The latest posts from Preparedness and Response

The first of my deep(ish) dive into the THIRA process is going to focus on setting the state for the conversation. As I mentioned last week, the CPG 201 process is a four-step assessment of both risks and capabilities, specifically:
  1. Identification of threats and hazards of concern
  2. Additional scenario development of those threats and hazards
  3. Development of Core Capability targets, based on those threats and hazards and separately developed desired outcomes
  4. Apply the results, including assessment of resources required to meet those targets
Please note that I will not be spending a lot of time on the text of CPG 201. My point in this discussion is not to nitpick the phrasing, but rather to look at the process holistically and identify the good aspects and areas where (I think) it could be used better.

A second side-note that may help provide context for this series has to do with the evolution of the guidance. As I mentioned in the first post, and as anyone who looks at the guidance documents, will see that we're currently using CPG 201 second edition. The first edition was slightly different, with a five-step process and no capability assessment:
  1. Identification of threats and hazards of concern
  2. Additional scenario development of those threats and hazards
  3. Development of desired outcomes for the Core Capabilities; assessment of impacts from threats and hazards on Core Capabilities
  4. Establishment of Core Capability targets
  5. Apply the results 
The major functional difference between the first and second editions, leaving out combining steps 3 and 4 into a single step since the process followed remained the same, was the addition of an explicit required resource assessment to the final step.

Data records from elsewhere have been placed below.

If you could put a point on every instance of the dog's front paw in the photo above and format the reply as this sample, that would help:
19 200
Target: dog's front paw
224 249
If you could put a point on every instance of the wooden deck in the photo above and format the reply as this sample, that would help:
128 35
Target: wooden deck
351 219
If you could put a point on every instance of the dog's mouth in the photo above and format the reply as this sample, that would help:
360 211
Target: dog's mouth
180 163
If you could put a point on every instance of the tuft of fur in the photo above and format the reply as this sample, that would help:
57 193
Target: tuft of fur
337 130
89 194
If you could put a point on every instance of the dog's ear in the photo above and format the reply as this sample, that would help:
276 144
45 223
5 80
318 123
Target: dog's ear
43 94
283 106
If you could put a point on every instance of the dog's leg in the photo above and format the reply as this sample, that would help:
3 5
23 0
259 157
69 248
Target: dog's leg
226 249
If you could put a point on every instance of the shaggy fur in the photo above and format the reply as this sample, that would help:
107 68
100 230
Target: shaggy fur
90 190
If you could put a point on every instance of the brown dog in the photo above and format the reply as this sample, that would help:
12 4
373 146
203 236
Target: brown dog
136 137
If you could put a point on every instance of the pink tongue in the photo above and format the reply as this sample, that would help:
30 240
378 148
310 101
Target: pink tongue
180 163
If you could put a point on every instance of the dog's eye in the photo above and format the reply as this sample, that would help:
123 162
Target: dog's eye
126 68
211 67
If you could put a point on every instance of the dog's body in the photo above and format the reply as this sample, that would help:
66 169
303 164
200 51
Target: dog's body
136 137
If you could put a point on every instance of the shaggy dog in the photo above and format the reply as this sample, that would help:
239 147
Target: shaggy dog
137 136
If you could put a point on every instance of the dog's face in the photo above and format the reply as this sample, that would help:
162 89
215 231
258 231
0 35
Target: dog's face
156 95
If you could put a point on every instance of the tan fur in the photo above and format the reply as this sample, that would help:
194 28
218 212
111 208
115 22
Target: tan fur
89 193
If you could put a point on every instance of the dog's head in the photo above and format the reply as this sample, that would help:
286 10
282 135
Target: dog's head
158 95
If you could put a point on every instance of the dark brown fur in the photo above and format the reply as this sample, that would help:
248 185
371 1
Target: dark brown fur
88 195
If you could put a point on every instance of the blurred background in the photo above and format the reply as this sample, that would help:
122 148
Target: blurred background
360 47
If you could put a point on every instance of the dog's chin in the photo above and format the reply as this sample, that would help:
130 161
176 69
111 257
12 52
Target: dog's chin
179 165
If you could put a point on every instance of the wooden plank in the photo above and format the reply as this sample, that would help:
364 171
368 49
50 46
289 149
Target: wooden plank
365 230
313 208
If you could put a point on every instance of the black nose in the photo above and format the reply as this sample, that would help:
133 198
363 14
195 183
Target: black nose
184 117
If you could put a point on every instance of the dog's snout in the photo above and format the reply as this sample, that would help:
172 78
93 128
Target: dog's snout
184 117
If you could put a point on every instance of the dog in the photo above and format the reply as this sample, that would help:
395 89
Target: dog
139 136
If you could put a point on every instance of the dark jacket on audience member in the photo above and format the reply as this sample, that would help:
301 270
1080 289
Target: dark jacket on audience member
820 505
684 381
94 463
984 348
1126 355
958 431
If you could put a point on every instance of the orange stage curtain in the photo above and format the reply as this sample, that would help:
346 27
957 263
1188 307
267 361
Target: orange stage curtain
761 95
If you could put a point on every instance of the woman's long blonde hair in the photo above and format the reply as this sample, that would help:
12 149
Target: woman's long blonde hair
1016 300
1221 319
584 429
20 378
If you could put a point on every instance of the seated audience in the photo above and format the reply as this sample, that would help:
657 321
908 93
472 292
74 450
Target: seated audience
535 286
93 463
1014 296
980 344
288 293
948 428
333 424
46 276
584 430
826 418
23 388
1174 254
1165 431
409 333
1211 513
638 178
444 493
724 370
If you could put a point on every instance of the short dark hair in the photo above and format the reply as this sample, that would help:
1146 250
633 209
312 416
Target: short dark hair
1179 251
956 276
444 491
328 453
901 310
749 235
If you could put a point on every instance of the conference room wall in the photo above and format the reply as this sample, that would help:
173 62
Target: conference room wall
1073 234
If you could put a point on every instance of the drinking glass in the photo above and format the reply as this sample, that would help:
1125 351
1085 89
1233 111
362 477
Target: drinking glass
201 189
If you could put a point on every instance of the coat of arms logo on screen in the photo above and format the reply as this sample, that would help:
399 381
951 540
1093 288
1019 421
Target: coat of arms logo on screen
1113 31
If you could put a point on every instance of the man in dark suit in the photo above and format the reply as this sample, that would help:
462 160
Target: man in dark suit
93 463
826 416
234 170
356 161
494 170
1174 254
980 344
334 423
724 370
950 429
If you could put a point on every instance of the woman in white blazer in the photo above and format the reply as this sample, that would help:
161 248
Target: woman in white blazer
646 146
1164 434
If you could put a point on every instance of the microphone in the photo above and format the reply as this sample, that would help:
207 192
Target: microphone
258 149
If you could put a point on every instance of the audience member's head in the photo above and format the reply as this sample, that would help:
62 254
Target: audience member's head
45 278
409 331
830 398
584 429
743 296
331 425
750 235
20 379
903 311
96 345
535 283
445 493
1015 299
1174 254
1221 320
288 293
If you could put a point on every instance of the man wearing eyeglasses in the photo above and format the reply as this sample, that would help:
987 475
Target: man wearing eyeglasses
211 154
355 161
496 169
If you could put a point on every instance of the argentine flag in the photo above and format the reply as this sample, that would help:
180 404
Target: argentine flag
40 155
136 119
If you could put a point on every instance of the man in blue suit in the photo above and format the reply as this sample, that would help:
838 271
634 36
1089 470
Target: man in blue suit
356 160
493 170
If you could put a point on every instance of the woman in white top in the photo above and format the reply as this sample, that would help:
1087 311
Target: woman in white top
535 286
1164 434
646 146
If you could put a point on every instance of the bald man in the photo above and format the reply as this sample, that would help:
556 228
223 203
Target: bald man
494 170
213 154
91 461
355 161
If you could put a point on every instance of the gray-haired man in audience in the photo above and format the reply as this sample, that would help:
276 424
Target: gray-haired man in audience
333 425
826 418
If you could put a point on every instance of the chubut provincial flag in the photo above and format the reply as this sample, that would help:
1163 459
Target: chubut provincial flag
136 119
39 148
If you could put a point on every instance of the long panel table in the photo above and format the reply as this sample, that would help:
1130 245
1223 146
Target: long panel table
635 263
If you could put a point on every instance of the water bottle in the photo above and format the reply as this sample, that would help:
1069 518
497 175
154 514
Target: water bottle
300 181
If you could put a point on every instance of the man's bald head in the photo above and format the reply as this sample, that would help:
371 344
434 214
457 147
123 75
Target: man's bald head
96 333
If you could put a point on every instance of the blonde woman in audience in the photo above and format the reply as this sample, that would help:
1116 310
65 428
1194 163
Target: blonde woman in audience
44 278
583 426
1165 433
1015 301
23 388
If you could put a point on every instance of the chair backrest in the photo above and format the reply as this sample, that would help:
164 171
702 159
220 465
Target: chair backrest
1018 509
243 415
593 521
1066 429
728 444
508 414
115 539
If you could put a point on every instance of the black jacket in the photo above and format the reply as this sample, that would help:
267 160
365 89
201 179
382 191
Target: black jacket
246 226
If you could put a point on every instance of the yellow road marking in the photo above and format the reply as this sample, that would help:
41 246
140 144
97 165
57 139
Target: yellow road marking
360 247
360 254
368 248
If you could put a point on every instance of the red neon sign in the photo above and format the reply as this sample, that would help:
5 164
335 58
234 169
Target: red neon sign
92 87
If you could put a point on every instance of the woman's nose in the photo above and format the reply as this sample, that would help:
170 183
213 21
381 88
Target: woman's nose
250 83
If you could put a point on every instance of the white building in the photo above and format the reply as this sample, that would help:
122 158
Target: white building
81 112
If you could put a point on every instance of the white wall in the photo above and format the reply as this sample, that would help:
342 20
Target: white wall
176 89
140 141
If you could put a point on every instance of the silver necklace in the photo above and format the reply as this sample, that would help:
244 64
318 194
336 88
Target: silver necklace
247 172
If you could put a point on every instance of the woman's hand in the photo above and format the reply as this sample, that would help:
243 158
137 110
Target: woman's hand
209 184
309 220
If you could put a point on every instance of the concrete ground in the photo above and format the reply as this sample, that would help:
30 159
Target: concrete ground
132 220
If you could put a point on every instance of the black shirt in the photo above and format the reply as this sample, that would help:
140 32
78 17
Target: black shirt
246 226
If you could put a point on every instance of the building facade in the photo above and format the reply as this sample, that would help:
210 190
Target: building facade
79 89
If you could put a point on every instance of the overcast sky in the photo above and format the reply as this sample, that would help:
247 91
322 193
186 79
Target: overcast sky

During and immediately following the first round of THIRAs there was a lot of work being done to develop what was initially referred to as CPG 202, which was being drafted as a linked but separate resource requirement assessment process. The process outlined was three-steps, which amounted to:
  1. Estimate the resources you need to meet your targets
  2. Estimate the resources you have
  3. Identify the gap/surplus/sustainment needs for each Core Capability
When I get to the resource requirement assessment discussion, a few days from now, I'll dig deeper into the pros and cons of the draft 3-step process compared to the single step included in the THIRA. The main thing I wanted to do with this post was provide a little more background data to round out the conversation as it gets started.